Der Mann mit dem schwierigsten Job der Welt: Zwei Bücher versuchen, ein realistisches Bild von Chinas starkem Mann Xi Jinping zu zeichnen.
Man hatte sich daran gewöhnt, die Volksrepublik China von diskreten Apparatschiks regiert zu sehen. Mit Mao Zedongs Tod 1976 war das Charisma des Revolutionsführers und Staatsgründers erloschen; es konnte nicht vererbt werden. Der alte Pragmatiker Deng Xiaoping steuerte das Land als graue Eminenz aus dem Hintergrund. Ihm folgten kollektive Führungen unter den Technokraten Jiang Zemin und Hu Jintao.
Mit Xi Jinpings Aufstieg zum Generalsekretär der Kommunistischen Partei 2012 und zum Staatspräsidenten ein Jahr später änderte sich der Stil: mehr Befugnisse in der Hand der Spitzenfigur, erstmals seit Mao wieder Ansätze zu einem Personenkult, ein schärferes Vorgehen gegen Regimekritiker auf der einen, gegen korrupte Funktionäre auf der anderen Seite, Verstärkung von Propaganda und Gedankenkontrolle, Zunahme der Repression in den Randzonen des Staatsgebiets. Im März 2018 wurde die Amtszeitbegrenzung des Staatspräsidenten aufgehoben. Hat sich China, so spekulierte die Öffentlichkeit im Ausland, auf die schiefe Bahn von bürokratischer Parteidiktatur zur persönlichen Willkürherrschaft eines Führers begeben? Zurück zu Mao?
Zwei Experten warnen vor einem vorschnellen Urteil. Die Form der Machtausübung habe sich geändert, nicht ihre Substanz. Xi Jinping, darin sind sich der Amerikaner Sulmann Wasif Khan und der Brite Kerry Brown einig, ist ein besonnener Staatsmann, der die Interessen von Partei und Nation - beides selbstverständlich als identisch verstanden - mit Umsicht zu wahren sucht. Er ist kein Regelbrecher und Zerstörer. Um ihn zu verstehen, muss man keine Individualpsychologie bemühen, wie sie bei der Deutung des dämonischen Einzeltäters Trump den Ratlosen vielfach als letzte Zuflucht erscheint. Es genügt, den Präsidenten Xi in die Geschichte der chinesischen Staatsräson einzuordnen.
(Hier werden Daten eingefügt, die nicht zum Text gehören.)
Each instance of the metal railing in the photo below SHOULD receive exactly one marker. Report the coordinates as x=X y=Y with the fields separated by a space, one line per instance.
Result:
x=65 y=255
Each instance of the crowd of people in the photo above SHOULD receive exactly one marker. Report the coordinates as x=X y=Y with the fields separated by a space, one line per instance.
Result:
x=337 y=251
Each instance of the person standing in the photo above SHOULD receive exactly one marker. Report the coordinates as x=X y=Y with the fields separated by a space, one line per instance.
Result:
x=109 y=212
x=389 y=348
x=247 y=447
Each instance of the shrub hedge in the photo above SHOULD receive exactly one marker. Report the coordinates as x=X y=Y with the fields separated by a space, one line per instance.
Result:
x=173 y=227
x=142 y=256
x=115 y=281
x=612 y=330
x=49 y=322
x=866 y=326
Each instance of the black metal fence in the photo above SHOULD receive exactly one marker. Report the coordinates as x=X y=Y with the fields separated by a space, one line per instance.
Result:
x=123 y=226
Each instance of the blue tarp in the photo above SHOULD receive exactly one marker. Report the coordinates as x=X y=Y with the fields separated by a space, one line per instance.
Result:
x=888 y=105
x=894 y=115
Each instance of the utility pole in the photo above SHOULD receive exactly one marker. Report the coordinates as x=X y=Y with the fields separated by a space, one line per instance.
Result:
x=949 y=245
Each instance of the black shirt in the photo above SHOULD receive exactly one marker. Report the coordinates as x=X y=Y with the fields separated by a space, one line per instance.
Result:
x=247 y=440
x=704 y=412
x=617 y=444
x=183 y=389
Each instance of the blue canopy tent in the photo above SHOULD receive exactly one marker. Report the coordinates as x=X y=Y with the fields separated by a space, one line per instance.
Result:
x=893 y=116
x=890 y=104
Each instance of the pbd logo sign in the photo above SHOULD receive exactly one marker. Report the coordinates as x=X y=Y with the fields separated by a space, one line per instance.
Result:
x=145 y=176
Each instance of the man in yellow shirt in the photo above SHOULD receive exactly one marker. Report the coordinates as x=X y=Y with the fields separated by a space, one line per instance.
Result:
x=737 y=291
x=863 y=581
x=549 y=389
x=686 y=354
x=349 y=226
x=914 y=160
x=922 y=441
Khans Interpretation ist die oberflächlichere der beiden. Zwar bemüht er nicht das pseudohistorische Klischee, China habe nie etwas anderes als Autokratie und Despotismus gekannt - und verdiene deshalb auch nichts Besseres. Aber er verharrt doch bei der allzu pauschalen und wenig originellen These, es gebe seit der Staatsgründung von 1949 eine durchgängig handlungsleitende, allenfalls in den Jahren maoistischer Exzesse (etwa von 1958 bis 1971) auf Eis gelegte "grand strategy". Die chinesische Führung erstrebe als letzte Ziele den Zusammenhalt und die Sicherheit des Landes und das Überleben der Partei. Kontrollierte Veränderung im Inneren werde durch eine - im Vergleich zu anderen Großmächten - defensive Außenpolitik abgeschirmt, die seit 1979 kein einziges Mal militärisch interveniert hat. Das ist nicht falsch, erklärt aber wenig.
Der ehemalige Diplomat und Politikprofessor Kerry Brown hat ein feineres Gespür für Paradoxien und Widersprüche. Seiner Biographie des Parteichefs ("CEO China: The Rise of Xi Jinping", 2016) hat er nun eine essayistisch gehaltene Nachbetrachtung folgen lassen. Von dem, was man "über das neue China wissen muss", erfährt man hier kaum etwas - nichts über Wirtschaft, Gesellschaft und Umweltprobleme, nichts über das Alltagsleben und die Sorgen und Wünsche der verschiedenen Bevölkerungsgruppen in den unterschiedlichen Regionen des großen Landes. Sogar die Funktionsweise der Kommunistischen Partei wird als bekannt vorausgesetzt.
Dafür dringt Brown in seinem knappen Text, der auf Belege ganz verzichtet, zum Kern der Weltsicht Xi Jinpings vor. Er tut dies, indem er einige von Xis weitverbreiteten Reden interpretiert. Viel mehr, als dort steht, weiß man über Xis Denken nicht. Der Mann schüttet sein Herz nicht per Twitter aus, und seine Äußerungen summieren sich keineswegs zu so etwas wie einer konsistenten "Theorie" à la Mao.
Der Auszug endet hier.